Ему даже в голову не пришло, что с Васей надо было попрощаться, и тем более надо, что на похороны к нему вряд ли соберутся густые орды фанатов, собутыльников, истеричных дев, недозрелых отроковиц и прагматичных лжедрузей. Похоронили Васю как собаку, а он, Волк, обязанный ему (а может, всё же не обязанный?), развлекался на даче с самогоном. Эх, сволочь! И обидней всего было то, что когда недавно хоронили закосячившегося мажора Китайцева, тысячи дур от мала до велика по всему городу рыдали и скорбели о нём, и одна совсем забуревшая от своей пэтэушности шизичка пыталась на могиле борца с косяками покончить жизнь при помощи тупого гвоздя.

«Вот и живи в этом стаде, — думал Волков. — Чувак на банке еле-еле аккорды умел переставлять, бренчал ум-ца, ум-ца в любой песне, не пел, а бубнил что-то с пафосом Леонида Ильича, а кумир. Да, зубы и пронырливость — вещи более надёжные, чем какой-то там талант от какого-то там Бога».

И он чувствовал почти что радость за Голодного, уже отмучившегося, и даже слегка завидовал ему, первому ушедшему, и с честью, туда, куда ему ещё неизвестно, сколько идти, а идти надо, и с честью ли придёшь, а не приползёшь ли, как червяк, на брюхе… только больно было за свой скотский пофигизм и за жалкие похороны действительно великого человека…

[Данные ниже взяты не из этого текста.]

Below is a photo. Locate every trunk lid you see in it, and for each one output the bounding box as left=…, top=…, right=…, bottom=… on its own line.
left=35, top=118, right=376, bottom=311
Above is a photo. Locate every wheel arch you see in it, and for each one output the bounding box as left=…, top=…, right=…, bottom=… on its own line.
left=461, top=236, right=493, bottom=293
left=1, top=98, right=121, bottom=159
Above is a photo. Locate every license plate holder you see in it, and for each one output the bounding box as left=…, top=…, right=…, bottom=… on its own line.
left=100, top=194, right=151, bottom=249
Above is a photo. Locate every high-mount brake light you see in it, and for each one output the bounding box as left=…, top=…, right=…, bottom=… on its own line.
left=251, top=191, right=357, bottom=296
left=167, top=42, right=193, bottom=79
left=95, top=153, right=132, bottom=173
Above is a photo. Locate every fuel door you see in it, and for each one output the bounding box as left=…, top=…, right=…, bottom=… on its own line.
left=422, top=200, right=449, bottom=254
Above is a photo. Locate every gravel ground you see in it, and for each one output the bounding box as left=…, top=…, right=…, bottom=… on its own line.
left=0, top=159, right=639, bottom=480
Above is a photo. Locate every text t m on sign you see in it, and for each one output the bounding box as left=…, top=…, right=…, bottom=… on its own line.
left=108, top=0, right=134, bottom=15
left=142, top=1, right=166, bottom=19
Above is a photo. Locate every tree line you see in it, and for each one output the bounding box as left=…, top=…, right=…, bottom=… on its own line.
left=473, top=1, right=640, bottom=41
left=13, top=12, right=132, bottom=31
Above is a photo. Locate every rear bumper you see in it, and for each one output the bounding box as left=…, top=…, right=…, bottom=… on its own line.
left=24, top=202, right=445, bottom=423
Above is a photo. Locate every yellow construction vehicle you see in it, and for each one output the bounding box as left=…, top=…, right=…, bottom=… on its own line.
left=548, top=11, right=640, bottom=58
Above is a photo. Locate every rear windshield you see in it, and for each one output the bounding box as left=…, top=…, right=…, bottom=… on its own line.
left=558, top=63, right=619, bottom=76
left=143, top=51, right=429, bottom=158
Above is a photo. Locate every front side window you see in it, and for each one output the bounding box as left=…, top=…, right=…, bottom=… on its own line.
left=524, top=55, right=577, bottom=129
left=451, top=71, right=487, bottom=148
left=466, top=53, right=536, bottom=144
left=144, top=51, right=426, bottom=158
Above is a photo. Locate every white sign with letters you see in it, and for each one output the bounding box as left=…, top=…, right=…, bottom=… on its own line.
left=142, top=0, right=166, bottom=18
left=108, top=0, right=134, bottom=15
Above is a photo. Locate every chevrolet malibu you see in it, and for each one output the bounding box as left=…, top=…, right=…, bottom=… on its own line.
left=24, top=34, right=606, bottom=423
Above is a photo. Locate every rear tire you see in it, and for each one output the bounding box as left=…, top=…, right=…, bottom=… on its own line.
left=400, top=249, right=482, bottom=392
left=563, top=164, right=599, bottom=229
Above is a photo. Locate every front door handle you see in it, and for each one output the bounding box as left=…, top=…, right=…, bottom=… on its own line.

— А что вы там с Юркой натворили?

— Да зашли мы с ним на телевидение к Наташке, а у неё там тусовка со всякими музыкальными педерастами за «круглым столом», и Щенков за главного педрилу. Мы тоже поодаль присели, а эфир прямой, прямой без заворотов. Ну, слово за слово, пальцем по столу, Наташка тут и вопрошает Щенкова что-то о смысле славы и как она даётся, для чего и кому. Китайцева помянула, на ночь глядя, кстати, грандиозный концерт в его честь собираются уделать. Тебя, кажется, тоже приглашают. Короче, дальше Щенков развонялся на пустом месте, как член партии с 1895 года, но всё мимо. Тут я тоже сделал фейс секретаря обкома и слова попросил.

— Представляю!

— И представлять нечего. У меня протокол, сейчас прочту. Слушай. Как раз за день до этого «круглого стола» написал.

Баллада о славе

Бульдозерист Дубков любил таскать за перси девок,
и он таскал их после трудового дня,
таскал по праздникам, субботам, воскресеньям,
но в понедельник, трезвый и суровый,
он, на бульдозер свой любимый взгромоздясь,
давил вокруг всё, даже девок удивлённых,
               соляркой, словно пивом, упоён,
сносил дома, кладбища и ларьки,
               до верху полные кроссовок и трусов,
а в 18.30 — девки в пляс — бульдозерист Дубков на вас
войной иною шёл и со стахановскою страстью
ей предавался до рассвета.

Погиб Дубков печально и нелепо —
задавлен был бульдозером своим,
когда на гусеницу вылез помочиться,
мотор не выключив, и балуясь струёй,
которой и попал он, видно, на рычаг
          коробки скоростей.
Но память о лихом бульдозеристе
в народе до сих пор жива,
ведь матери, оттасканные им когда-то
и уцелевшие от гусениц потом,
отцову славу детям передали.

— Ха! — сказал Волков, — недурно. А что дальше?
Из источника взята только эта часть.